Lawyer: Valvano withdraws settlement offer

RALEIGH, N.C. -- North Carolina State coach Jim Valvano's attorney says he has withdrawn all proposals to settle Valvano's contract with the university, and the embattled coach will stay on until the university rules otherwise.

Art Kaminsky refuted statements by interim athletic director Harold Hopfenberg who said Valvano asked for the contract settlement talks and indicated he wanted to resign in the face of allegations of player payoffs and point shaving.

'This is the end of the whole escapade,' Kaminsky told The Charlotte Observer Tuesday. 'The situation now is Jim's still the basketball coach there until the university says otherwise.'

Both sides said they do not expect a solution until after this week's Atlantic Coast Conference Tournament in Charlotte. Valvano will coach the Wolfpack during the tournament.

N.C. State officials decided Tuesday to seek private counsel to represent the university in its contract negotiations with the coach.

The executive committee of the university's board of trustees went into closed-door session Tuesday with Chancellor Larry Montieth and attorney Becky French at 11:57 a.m. EST as speculation grew that Valvano's dismissal was imminent.

But when they emerged an hour later, Valvano's fate was still undecided and there was apparently no resolution to the chief issue in Valvano's departure -- money.

'The executive committee met to get the background of the personnel matter we've been dealing with,' French told reporters. 'The executive committee of the board of trustees expressed confidence as to how the administration has handled the matter to date.

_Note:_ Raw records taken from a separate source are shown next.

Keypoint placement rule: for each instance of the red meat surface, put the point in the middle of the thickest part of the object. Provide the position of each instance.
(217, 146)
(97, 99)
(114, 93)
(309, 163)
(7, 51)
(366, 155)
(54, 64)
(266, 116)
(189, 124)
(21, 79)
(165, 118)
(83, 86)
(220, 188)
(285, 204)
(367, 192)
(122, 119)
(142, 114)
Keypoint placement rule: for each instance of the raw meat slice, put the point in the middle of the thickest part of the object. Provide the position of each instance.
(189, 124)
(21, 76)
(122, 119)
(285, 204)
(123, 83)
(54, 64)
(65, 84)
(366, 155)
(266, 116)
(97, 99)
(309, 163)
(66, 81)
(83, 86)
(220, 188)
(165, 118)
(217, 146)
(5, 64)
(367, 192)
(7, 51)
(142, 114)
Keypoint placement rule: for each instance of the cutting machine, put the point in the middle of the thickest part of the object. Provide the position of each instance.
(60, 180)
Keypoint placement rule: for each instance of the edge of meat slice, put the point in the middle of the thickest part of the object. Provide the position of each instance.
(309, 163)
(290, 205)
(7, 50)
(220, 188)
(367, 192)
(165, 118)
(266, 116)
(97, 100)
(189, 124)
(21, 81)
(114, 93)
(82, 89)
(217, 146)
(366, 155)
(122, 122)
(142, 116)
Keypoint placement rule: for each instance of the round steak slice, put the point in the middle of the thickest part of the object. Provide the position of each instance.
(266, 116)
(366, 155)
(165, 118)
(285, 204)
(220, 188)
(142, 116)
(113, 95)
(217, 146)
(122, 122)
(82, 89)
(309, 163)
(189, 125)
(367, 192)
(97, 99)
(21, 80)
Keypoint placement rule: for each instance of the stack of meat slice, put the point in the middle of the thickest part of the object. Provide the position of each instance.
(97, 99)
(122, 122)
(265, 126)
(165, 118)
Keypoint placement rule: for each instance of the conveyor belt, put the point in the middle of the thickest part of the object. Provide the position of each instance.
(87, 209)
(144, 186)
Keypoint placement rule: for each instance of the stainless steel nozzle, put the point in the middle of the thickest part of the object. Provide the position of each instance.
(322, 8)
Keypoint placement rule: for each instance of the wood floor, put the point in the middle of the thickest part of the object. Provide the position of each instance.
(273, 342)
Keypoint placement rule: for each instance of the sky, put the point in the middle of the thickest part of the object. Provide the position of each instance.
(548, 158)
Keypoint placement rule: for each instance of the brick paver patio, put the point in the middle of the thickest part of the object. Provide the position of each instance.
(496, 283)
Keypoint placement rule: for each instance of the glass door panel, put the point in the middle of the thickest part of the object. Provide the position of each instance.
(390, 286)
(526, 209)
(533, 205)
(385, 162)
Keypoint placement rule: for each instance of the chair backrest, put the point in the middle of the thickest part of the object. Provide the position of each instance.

'The executive committee gave the board clear instructions to continue negotiations until a satisfactory resolution has been achieved that is in the best interest of the university,' she said, declining further comment.

Valvano has been under fire for the past two weeks, ever since allegations arose that four players in his 1987-88 basketball program received money from gamblers to shave points, affecting the point-spread on games.

The four players includeNew Jersey Nets center Charles Shackleford, who admits he received $65,000 from two men during his sophomore and junior years at State. But Shackleford says he never shaved points and has since repaid the money plus interest.

Valvano also denies knowledge of any point shaving by his players. But that denial has not swayed critics who say if he did not know his players were taking money to shave points, then he should have at least been suspicious when their spending power increased.

Valvano's contract has a $500,000 buyout option. If he resigns before his contract expires, he must pay the university $500,000. But if he is fired, the university must pay him $500,000.

The Wolfpack basketball program has been a powerful force in the Atlantic Coast Conference ever since Valvano took over in 1980.

Valvano has a 187-103 record at N.C. State. Under Valvano, the Wolfpack has won one NCAA title (1983) and been in the NCAA tournament six times. The team was in the NIT in 1984.

Last year, the NCAA imposed sanctions on N.C. State's basketball program after investigating a long list of allegations and finding players committed eight rules violations, including selling athletic shoes and complimentary tickets.

Consequently, N.C. State will be allowed to play in the ACC Tournament in Charlotte this weekend but will be barred from participation in the NCAA Tournament.